On Wed, 24 Nov 2021 15:39:13 GMT, Roger Riggs <[email protected]> wrote:
>> If the intent is to disable serialization entirely, then this state should
>> be represented explicitly. Having things throw `NoClassDefFoundError` looks
>> like a mistake and a bug that needs to be fixed. In addition, it requires
>> that all code paths to deserialization use `OIF.Config` in order to provoke
>> the NCDFE. This might be true today, but under maintenance a different code
>> path might be introduced that happens not to use that class, allowing
>> deserialization to proceed.
>>
>> An alternative policy might be to disallow any deserialization that would
>> use the default filter. This could be accomplished by having a "fail-safe"
>> or "fallback" filter that always returns REJECT. This would be at least as
>> restrictive and thus no less safe than any valid filter that could be
>> installed.

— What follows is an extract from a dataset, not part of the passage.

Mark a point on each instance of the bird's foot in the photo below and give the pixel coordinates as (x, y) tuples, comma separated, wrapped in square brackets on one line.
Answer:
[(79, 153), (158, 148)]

In addition, it would allow things that don't use the global
>> filter to proceed, such as,
>>
>> var ois = new ObjectInputStream(...);
>> ois.setObjectInputFilter(new ObjectInputFilter() { ... });
>>
>> or
>>
>> var ois = new ObjectInputStream(...);
>> ois.setObjectInputFilter(ObjectInputFilter.Config.createFilter(...));
>>
>> There could be a reasonable policy discussion about whether it's preferable
>> to disable all deserialization or just deserialization that depends on the
>> (invalidly specified) global filter.
>
> This is about the second line of defense; what happens when the developer
> deliberately ignores the first error.
> If the command line parameters are invalid it might be an option to call
> `System.exit(1)` but there
> is no precedent for that and it seems undesirable.
>
> Any and all deserialization is only possible after the command line or
> security properties, if any, are successfully applied.
> In the examples above, the constructors for `ObjectInputStream` do not
> succeed if either the serial filter or filter factory are not valid. The
> builtin filter factory applies the default filter regardless of the setting
> of an `ObjectInputFilter` set on the stream. The only way to completely
> control the filter combinations is to provide
> a valid filter factory on the command line; but that is not the case raising
> the issue here.
>
> The initialization of both could be re-specified and re-implemented to allow
> the initialization of `Config` to
> complete successfully but defer throwing an exception (or Error) until either
> filter or filter factory
> was requested from `Config.getSerialFilter` or
> `Config.getSerialFilterFactory`.
> Both of them are called from the `ObjectInputStream` constructors.
> At present, it is incompletely specified and implemented to throw
> `IllegalStateException` for `getSerialFilterFactory`.
>
> The `NCDFE` is a more reliable backstop against misuse from any source,
> including reflection, than the alternative.
The use of `ExceptionInInitializerError` can be completely replaced for
invalid values of `jdk.serialFilter` and `jdk.serialFilterFactory` with:
- If either property is supplied and is invalid; deserialization is disabled by:
- `OIF.Config.getSerialFilter()` and `OIF.Config.setSerialFilter(...)` throw
IllegalStateException with the exception message thrown from
`Config.createFilter(pattern)`
- `OIF.Config.getSerialFilterFactory()` and
`OIF.Config.setSerialFilterFactory(...)` throw IllegalStateException with the
exception message from the attempt to construct the filter factory.
- Both `new ObjectInputStream(...)` constructors call both
`OIF.Config.getSerialFilter()` and `OIF.Config.getSerialFilterFactory()` and so
will throw the appropriate `IllegalStateException` for invalid values of the
properties.
- The static initialization of `OIF.Config` does not throw any exceptions (so
no `ExceptionInInitializerError`) but hold the state so that the method above
can throw `IllegalStateException` with the informative message.
- The `IllegalStateException`s will be thrown just slightly later than
previously, now after the `Config` class is initialized instead of during
initialization.
- The javadoc of the `Config` class will replace the descriptions of the
previous error with descriptions of `ISE` and each of the methods mentioned
above will have an added `IllegalStateException` documented referring to the
property values.
Its not strictly compatible with the previous behavior but occurs only in the
case of badly formed parameters on the command line.